Los seis que estaban sentados a la mesa del comedor volvieron la cabeza cuando entraron ellos dos. El café y las sobras de comida, así como las ojeras y la tensión, indicaban que habían transcurrido varías horas. —Bueno —exclamó Patulcio—. ¡Ya era hora!

—Silencio —murmuró Macandal—. Han venido lo antes posible. —Su mirada añadió: Un inmortal debería ser más paciente. Pero la espera ha sido dura. Hanno y Svoboda se sentaron cerca de la puerta.

—Tienes razón —dijo el fenicio—. Conseguir un mensaje claro y completo y decidir qué significa nos ha llevado todo este tiempo.
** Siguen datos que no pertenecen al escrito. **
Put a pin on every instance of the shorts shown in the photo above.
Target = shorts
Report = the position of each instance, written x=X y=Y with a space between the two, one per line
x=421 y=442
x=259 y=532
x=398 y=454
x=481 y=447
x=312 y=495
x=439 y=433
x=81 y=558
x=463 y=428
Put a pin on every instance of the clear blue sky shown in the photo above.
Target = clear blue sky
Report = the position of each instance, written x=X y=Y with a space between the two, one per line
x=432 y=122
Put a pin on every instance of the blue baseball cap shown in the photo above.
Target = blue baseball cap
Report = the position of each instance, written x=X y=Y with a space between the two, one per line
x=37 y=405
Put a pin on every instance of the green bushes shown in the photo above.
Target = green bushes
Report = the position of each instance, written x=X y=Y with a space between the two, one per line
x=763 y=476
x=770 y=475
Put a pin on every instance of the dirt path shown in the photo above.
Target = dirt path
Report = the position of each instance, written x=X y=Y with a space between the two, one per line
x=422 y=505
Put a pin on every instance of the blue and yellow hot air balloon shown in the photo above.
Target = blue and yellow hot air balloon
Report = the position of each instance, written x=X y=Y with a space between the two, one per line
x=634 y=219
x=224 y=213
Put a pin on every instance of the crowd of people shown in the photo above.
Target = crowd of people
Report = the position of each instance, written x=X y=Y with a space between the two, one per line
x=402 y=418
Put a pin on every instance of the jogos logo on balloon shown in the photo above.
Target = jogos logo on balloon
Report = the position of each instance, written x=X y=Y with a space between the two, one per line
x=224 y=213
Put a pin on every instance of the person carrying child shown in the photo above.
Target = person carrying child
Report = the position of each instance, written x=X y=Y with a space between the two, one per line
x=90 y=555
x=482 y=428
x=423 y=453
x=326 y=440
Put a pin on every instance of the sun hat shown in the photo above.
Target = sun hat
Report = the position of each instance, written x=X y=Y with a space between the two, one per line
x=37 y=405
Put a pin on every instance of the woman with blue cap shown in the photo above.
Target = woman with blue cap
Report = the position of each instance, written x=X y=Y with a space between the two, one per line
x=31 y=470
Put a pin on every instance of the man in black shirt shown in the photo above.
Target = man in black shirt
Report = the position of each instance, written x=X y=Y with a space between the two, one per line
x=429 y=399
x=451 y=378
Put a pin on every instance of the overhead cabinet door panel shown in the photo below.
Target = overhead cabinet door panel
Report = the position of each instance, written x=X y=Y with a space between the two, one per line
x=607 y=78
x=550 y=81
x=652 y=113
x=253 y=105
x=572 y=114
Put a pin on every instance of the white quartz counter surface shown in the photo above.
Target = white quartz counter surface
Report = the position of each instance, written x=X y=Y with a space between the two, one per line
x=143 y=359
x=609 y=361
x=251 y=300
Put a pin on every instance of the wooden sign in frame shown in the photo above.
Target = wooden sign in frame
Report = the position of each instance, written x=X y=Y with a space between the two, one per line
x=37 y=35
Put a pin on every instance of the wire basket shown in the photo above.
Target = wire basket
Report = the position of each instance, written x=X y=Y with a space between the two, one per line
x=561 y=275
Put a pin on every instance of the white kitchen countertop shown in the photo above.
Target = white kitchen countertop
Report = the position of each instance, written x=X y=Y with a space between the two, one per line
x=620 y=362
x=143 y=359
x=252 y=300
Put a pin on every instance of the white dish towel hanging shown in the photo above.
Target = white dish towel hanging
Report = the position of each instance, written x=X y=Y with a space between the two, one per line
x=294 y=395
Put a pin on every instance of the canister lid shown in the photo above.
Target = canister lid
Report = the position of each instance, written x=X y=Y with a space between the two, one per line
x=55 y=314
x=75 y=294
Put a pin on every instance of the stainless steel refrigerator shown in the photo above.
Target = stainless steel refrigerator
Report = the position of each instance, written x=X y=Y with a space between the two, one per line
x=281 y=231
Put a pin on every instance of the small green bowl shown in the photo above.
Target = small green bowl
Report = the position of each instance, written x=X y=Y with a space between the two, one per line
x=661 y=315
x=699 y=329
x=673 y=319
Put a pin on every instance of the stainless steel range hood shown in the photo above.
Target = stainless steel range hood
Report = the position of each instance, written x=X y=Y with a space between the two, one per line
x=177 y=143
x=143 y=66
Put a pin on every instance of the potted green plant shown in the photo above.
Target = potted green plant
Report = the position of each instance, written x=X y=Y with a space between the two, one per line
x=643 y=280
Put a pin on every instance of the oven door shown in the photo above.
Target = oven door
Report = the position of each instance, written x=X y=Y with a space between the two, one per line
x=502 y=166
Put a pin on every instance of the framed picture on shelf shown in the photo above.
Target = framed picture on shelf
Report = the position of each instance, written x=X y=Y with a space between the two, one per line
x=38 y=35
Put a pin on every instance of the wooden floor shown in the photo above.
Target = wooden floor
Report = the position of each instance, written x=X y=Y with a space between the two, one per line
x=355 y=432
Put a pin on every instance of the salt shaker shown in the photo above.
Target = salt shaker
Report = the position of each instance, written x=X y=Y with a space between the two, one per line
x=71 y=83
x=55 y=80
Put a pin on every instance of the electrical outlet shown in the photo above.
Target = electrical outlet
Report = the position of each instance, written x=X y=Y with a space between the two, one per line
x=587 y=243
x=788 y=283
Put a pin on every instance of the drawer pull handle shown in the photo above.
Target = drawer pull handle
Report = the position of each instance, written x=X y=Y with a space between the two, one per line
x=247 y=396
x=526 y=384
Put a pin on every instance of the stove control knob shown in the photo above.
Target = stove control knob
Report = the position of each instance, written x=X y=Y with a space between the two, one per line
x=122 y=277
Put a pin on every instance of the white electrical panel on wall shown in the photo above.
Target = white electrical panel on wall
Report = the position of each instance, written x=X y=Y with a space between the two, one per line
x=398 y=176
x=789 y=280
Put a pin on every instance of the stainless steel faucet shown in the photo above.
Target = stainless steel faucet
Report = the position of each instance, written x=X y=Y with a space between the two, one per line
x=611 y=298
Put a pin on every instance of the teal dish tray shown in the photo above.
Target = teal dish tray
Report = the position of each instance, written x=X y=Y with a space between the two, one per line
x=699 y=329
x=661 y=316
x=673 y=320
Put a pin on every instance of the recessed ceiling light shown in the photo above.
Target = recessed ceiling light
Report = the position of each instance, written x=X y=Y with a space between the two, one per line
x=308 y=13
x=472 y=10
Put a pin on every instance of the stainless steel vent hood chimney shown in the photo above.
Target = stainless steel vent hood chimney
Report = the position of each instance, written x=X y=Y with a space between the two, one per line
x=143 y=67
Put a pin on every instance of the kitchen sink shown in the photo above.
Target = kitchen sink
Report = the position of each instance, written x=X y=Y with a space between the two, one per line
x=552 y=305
—Pedimos disculpas, sin embargo —añadió Svoboda—. Debimos daros informes paulatinos. No pensamos en ello, ni advertimos que pasaba tanto tiempo. No hubo ninguna revelación repentina, ningún momento preciso en que al fin supiéramos. —Sonrió fatigosamente—. Estoy hambrienta. ¿Qué hay?

—Quédate sentada —dijo Macandal, levantándose—. Tengo bocadillos. Supuse que esta sesión sería larga.

Aliyat la siguió con los ojos, como preguntando: ¿Acaso ella, en nuestro compartido desconcierto, ha vuelto al Viejo Sur, o simplemente a su viejo afecto?

—Será mejor que me traigas alguno a mí también, o tendrás que luchar por ellos a brazo partido —bromeó Hanno.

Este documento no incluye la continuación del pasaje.